In brief: Falling oak tree kills summer camp worker
Groveland, Calif. – A 21-year-old summer camp worker was killed Wednesday when a large oak tree fell at the site near Yosemite National Park, a group said.
The worker was identified as Annais Rittenberg by the Jewish Federation of Silicon Valley, which provides scholarships for children to attend Camp Tawonga. No children were hurt.
Four other adults were treated at hospitals after the tree fell while people were eating breakfast. The tree took down power lines near the campfire area and mess hall but did not damage any buildings.
There were about 300 campers and 150 staff at Camp Tawonga, which offers sessions for students in second through 12th grades. The camp is located on 160 acres on the Tuolumne River, just outside Yosemite National Park.
Negotiations resume in Bay Area strike
Oakland, Calif. – Negotiations resumed Wednesday between Bay Area Rapid Transit and its striking rail workers after both sides indicated progress had been made during a lengthy overnight session that ended just hours earlier.
Josie Mooney, a chief negotiator with Service Employees International Union Local 1021, said she was hopeful the latest round of talks could end the three-day strike that has slowed commutes across the San Francisco Bay Area.
The strike continues to cause stress and frustration in the region. Commuters lined up early Wednesday for the transit agency’s charter buses at five locations, waited patiently for ferries heading to San Francisco, and endured heavy rush-hour traffic on the San Francisco-Oakland Bay Bridge that lightened considerably by midmorning.

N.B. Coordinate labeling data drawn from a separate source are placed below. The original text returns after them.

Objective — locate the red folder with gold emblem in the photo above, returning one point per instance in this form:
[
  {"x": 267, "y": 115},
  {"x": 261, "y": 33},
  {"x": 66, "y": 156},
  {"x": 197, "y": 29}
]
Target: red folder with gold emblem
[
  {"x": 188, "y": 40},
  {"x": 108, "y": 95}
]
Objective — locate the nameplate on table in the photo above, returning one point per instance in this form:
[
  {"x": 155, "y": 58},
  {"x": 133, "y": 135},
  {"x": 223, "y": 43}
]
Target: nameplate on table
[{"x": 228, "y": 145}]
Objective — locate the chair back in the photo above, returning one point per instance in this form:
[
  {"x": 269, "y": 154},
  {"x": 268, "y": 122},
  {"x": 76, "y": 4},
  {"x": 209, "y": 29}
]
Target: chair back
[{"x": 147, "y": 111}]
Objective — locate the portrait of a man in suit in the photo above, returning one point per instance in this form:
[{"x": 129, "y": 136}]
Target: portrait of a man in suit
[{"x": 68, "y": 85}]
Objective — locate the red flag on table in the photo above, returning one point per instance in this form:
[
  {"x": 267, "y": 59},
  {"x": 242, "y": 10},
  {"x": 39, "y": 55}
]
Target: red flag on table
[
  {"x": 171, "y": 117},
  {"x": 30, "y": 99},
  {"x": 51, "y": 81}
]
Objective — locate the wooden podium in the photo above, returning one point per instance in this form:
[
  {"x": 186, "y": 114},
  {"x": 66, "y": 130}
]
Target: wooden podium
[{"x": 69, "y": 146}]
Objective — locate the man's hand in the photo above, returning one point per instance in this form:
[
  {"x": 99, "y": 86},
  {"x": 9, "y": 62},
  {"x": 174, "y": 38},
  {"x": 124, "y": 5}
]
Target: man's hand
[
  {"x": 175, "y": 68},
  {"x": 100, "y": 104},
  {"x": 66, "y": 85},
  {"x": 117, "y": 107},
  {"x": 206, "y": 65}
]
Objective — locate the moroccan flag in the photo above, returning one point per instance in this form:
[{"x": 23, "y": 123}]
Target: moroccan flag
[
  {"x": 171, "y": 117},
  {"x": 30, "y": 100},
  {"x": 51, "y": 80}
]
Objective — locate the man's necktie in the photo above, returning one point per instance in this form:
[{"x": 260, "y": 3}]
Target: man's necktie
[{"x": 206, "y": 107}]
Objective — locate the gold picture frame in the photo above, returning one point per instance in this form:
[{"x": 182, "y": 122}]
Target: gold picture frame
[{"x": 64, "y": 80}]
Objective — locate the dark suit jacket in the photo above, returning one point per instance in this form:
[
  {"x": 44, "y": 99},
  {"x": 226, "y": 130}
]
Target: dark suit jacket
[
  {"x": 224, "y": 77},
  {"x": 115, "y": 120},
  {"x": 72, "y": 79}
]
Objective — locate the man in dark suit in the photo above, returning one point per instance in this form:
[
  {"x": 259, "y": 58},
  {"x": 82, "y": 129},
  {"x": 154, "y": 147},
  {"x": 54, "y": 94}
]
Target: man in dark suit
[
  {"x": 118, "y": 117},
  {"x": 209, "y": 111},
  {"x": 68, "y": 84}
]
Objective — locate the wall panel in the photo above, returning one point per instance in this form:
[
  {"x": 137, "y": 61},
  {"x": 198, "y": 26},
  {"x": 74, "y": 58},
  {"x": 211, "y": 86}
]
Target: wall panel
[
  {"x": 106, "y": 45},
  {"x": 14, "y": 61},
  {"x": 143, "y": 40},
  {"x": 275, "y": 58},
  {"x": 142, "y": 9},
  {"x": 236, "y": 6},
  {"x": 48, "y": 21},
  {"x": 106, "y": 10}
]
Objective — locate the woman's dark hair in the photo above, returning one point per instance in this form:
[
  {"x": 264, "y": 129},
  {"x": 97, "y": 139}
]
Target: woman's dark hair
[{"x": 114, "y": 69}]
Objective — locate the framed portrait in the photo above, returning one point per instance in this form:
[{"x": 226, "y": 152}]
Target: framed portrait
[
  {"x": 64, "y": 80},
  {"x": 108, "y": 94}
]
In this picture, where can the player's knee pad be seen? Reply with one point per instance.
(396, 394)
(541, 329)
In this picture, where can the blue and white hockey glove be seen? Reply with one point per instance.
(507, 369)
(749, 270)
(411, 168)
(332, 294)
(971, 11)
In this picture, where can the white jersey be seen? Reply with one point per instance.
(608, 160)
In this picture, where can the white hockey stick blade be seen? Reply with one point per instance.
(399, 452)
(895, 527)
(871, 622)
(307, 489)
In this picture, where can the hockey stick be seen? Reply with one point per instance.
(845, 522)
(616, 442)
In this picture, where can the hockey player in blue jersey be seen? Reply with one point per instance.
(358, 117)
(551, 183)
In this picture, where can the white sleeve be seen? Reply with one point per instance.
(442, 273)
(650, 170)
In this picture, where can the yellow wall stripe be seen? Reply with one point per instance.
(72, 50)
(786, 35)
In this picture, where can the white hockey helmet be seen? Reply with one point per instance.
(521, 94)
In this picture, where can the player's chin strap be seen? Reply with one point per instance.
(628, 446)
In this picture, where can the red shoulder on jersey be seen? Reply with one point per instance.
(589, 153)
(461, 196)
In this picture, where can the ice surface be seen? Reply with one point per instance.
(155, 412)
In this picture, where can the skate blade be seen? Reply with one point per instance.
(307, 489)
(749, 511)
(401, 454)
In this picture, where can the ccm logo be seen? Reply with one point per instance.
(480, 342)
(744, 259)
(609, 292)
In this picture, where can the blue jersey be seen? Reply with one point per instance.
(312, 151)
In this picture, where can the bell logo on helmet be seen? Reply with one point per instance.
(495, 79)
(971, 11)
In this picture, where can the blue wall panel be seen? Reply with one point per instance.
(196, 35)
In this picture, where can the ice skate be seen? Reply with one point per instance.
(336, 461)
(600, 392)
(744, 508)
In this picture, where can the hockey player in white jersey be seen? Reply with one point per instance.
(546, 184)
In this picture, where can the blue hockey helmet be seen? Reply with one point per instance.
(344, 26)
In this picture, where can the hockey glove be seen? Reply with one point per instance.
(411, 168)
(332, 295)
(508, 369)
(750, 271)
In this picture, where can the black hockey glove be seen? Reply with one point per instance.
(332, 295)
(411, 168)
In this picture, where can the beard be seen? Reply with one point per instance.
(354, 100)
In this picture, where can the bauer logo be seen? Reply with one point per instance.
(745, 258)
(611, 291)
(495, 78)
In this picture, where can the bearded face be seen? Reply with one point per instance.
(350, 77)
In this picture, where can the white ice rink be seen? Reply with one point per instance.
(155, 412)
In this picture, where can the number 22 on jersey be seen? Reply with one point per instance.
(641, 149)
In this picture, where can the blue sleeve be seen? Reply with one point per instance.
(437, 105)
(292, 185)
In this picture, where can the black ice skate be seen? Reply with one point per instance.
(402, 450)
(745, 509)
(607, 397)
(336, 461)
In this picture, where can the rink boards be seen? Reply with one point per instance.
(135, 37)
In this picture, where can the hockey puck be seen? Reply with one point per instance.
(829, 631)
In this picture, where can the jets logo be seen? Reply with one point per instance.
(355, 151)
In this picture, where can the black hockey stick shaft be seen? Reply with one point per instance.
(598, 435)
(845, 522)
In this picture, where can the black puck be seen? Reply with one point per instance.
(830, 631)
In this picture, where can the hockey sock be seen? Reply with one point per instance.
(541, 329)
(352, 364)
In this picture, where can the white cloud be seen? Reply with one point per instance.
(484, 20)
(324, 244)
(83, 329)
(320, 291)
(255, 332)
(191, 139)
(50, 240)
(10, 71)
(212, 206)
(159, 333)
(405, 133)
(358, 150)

BART serves more than 400,000 commuters each weekday.
Church group to avoid fossil fuel investments
Pittsburgh – A group of Protestant churches has become the first U.S. religious body to vote to divest its pension funds and investments from fossil fuel companies because of climate change concerns.
The United Church of Christ, which traces its origins back to the Pilgrims in 1620 and has about 1.1 million members in 5,100 congregations, voted on Monday to divest in stages over the next five years. But it left open the possibility of keeping some investments if the fossil fuel companies meet certain standards.
“Implementing the multiple strategies outlined in this resolution will demand time, money and care – but we believe creation deserves no less,” United Church Funds President Donald Hart said in a statement. The affiliated group has managed church investments since 1909.
Homeowner catches burglar, heads to work
Tulsa, Okla. – A homeowner captured a would-be burglar Wednesday and left him hogtied in the front yard for officers, Tulsa police said.
The homeowner heard someone trying to break into his home at about 6 a.m. Wednesday, according to police. Tulsa television station KOTV reported that the homeowner captured the man, tied him up with rope, then left him outside. Police said the homeowner had to go to work so he left his wife to watch the suspect until officers arrived.
The 31-year-old suspect was jailed on a first-degree burglary complaint.